Like all ships of her class in the Silent Service, USS Puffer conducted many operations that were critical to the needs of the nation and the U.S. Navy during the Cold War.

==1970s==

USS Puffer operated in the Pacific Ocean during the 1970s, earning two Navy Unit Commendations and at least one Presidential Unit Citation, among other awards. At least one of her commanding officers during the 1970s earned a Legion of Merit for his role in leading Puffer on a highly successful mission.

On 22 May 1978 a valve was mistakenly opened releasing up to 500 US gallons (1,900 L; 420 imp gal) of radioactive water into Puget Sound, during an overhaul in drydock at Bremerton Naval Shipyard.

==1980s==
As part of Submarine Squadron One, from May to October 1980 USS Puffer, under the command of Commander Howard W. Habermeyer Jr., USN, conducted her fifth Westpac/Indian Ocean Cruise, visiting the ports of Hong Kong, Subic Bay in the Philippine Islands, Guam, and Diego Garcia. On 18 July 1980 USS Puffer docked at HMAS Stirling, Rockingham, Western Australia for an R&R visit, departing on 25 July 1980. After this deployment USS Puffer received her third Navy Unit Commendation.
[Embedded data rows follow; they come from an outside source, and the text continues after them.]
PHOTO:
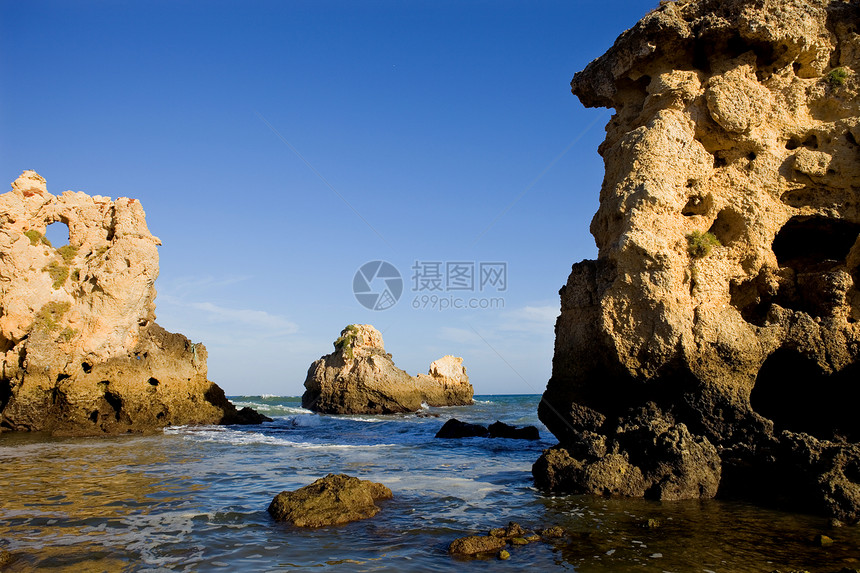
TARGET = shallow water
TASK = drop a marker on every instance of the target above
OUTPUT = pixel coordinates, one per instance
(195, 499)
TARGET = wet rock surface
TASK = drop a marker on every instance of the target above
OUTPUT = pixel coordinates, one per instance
(332, 500)
(455, 428)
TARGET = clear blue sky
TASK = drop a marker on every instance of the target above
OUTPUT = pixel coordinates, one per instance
(439, 126)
After returning to Pearl Harbor from her 1980 Westpac cruise, USS Puffer conducted local operations from November 1980 to May 1981, when the submarine went into a Selected Restricted Availability (SRA) which was completed in August 1981. During 1981 USS Puffer was awarded Submarine Squadron One's Battle 'E', Engineering 'E', and Supply 'E'. From September to late October 1981 USS Puffer conducted workups for her upcoming deployment.

USS Puffer conducted her sixth Westpac/Indian Ocean Cruise from November 1981 to 14 May 1982. Still under the command of Commander Habermeyer, USS Puffer again visited ports like Subic Bay in the Philippine Islands, and Yokosuka, Japan. Again USS Puffer docked at HMAS Stirling, Rockingham, Western Australia for an R&R visit from 10 to 17 February 1982. After this deployment USS Puffer received her fourth Navy Unit Commendation, as well as her second Submarine Squadron One Battle 'E'.

==1989==
Prior to the filming of The Hunt for Red October, actor Sean Connery was on board preparing for his role as Captain Marko Ramius. He was given the honorary status of a Navy commander and was allowed (while the ship's captain was next to him) to give orders while the ship was underway. (Ref. IMDb.com)

In The Hunt for Red October, the scene for the flashing light sequence was filmed at sea off the coast of San Diego using Puffer and a captain's gig from one of the submarine tenders located at the Point Loma submarine base. A mess cook who knew Morse Code was given a script. The eyepiece was removed from the Number 2 periscope and a large flashlight was used, since a modern submarine does not have (or need) the capability to transmit Morse code in the way that was shown in the film. Puffer is not listed in the film credits.

==Decommissioning and disposal==
After more than 25 years of service, Puffer was decommissioned on 12 July 1996 and stricken from the Naval Vessel Register the same day. Her scrapping via the Nuclear-Powered Ship and Submarine Recycling Program at Puget Sound Naval Shipyard at Bremerton, Washington, began on 20 October 1996 and was completed on 28 March 1997.

Puffers fairwater planes can be seen as part of The Fin Project, a permanent outdoor art installation on the shore of Lake Washington in Seattle, at Magnusson Park.